Descriptions, Reviews, Etc.
Publisher Description:
A revised and updated guide to the essentials of a writer's craft, presented by a brilliant practitioner of the art

Completely revised and rewritten to address the challenges and opportunities of the modern era, this handbook is a short, deceptively simple guide to the craft of writing. Le Guin lays out ten chapters that address the most fundamental components of narrative, from the sound of language to sentence construction to point of view. Each chapter combines illustrative examples from the global canon with Le Guin's own witty commentary and an exercise that the writer can do solo or in a group. She also offers a comprehensive guide to working in writing groups, both actual and online.

Masterly and concise, Steering the Craft deserves a place on every writer's shelf.

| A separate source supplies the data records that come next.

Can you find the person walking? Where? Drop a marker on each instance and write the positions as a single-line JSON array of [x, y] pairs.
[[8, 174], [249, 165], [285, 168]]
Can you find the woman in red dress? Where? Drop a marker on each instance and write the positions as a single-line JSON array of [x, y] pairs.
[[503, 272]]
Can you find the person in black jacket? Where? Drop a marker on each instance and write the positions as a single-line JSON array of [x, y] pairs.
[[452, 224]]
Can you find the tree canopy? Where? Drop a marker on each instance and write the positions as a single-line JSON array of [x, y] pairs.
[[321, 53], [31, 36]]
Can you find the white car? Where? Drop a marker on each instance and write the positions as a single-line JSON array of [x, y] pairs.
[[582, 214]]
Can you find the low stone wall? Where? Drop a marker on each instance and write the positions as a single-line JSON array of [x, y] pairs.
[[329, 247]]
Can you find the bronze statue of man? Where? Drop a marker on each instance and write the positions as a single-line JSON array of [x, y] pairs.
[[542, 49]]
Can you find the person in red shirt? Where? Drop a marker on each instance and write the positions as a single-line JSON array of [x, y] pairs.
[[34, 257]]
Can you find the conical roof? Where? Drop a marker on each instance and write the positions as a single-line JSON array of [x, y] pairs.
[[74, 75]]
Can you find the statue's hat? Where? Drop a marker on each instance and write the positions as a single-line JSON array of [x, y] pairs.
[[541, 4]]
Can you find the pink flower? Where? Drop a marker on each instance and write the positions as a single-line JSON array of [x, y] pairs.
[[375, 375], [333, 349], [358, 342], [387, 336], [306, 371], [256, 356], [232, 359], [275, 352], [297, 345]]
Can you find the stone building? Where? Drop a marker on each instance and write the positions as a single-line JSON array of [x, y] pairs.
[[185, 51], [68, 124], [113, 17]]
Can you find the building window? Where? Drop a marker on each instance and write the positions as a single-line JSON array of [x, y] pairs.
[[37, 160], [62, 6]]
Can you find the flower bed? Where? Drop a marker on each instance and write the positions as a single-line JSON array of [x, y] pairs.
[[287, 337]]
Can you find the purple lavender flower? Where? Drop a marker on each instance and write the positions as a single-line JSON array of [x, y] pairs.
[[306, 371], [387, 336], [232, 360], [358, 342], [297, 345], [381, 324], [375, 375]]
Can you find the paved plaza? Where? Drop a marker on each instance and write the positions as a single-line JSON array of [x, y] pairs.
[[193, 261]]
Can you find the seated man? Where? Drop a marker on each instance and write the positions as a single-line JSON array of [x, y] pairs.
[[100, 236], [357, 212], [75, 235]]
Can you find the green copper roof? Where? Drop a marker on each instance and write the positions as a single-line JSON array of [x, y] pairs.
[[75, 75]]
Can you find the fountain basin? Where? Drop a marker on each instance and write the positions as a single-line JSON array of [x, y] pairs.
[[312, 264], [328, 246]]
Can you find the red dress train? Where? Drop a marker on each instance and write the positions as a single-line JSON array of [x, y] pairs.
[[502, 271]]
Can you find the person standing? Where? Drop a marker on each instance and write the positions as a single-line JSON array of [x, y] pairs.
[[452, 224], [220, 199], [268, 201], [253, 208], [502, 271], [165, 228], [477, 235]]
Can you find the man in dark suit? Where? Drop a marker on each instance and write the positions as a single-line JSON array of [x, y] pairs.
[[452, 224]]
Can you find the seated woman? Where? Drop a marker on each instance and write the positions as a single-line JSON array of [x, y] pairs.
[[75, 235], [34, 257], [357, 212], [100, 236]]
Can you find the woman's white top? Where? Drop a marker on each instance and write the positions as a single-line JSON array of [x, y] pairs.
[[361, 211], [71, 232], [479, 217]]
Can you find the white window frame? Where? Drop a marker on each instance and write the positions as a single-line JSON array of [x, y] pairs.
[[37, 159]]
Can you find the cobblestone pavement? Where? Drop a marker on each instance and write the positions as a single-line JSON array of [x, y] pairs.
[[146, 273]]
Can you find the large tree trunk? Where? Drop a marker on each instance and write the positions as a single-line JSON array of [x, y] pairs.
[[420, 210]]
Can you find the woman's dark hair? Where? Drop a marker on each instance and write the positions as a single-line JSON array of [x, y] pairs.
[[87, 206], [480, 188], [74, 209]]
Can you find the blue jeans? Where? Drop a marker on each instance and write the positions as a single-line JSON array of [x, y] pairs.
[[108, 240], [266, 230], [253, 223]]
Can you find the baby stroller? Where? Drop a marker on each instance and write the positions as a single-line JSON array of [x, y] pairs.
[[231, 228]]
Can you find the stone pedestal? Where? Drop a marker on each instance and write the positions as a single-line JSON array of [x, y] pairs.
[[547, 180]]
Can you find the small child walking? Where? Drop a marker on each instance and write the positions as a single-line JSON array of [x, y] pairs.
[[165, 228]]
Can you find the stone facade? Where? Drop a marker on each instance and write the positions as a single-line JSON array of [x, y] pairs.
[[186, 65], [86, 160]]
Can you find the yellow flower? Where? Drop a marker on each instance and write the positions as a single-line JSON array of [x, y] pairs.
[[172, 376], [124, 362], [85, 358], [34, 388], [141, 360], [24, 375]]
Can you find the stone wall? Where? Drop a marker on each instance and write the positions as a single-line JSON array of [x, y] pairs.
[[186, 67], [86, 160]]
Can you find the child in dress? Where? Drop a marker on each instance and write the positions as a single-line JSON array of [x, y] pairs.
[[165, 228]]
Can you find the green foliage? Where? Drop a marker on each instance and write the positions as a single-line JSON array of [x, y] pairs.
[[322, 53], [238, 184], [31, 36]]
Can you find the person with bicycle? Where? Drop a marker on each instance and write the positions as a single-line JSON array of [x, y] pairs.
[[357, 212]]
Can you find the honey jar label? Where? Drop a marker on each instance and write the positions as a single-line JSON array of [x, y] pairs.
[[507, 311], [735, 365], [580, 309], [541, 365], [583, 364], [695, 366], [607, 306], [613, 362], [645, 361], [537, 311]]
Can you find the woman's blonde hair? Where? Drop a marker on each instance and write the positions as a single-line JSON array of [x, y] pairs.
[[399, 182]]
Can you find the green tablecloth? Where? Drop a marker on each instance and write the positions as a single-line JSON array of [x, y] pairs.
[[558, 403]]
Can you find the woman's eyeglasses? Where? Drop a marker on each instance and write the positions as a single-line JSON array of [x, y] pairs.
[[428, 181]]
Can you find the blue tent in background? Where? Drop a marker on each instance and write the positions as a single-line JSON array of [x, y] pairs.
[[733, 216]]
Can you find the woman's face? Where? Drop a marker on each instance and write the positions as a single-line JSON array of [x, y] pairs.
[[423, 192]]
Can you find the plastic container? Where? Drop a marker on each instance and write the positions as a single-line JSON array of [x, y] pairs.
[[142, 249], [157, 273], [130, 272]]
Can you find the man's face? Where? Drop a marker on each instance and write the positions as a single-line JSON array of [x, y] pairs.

Contributor Bio(s): Le Guin, Ursula K.: - Ursula K. Le Guin was born in Berkeley, California, in 1929. Over the course of her career she has published more than sixty books of fiction, fantasy, science fiction, children's literature, poetry, drama, criticism, and translation, and is the multiple winner of the highest awards in several fields. Among her honors are a National Book Award, a PEN/Malamud Award for short fiction, five Hugo and five Nebula Awards, twenty-one Locus Awards, the Kafka Award, a Pushcart Prize, the Harold D. Vursell Memorial Award from the American Academy of Arts and Letters, and the National Book Foundation's Medal for Distinguished Contribution to American Letters. She lives in Portland, Oregon, with her husband.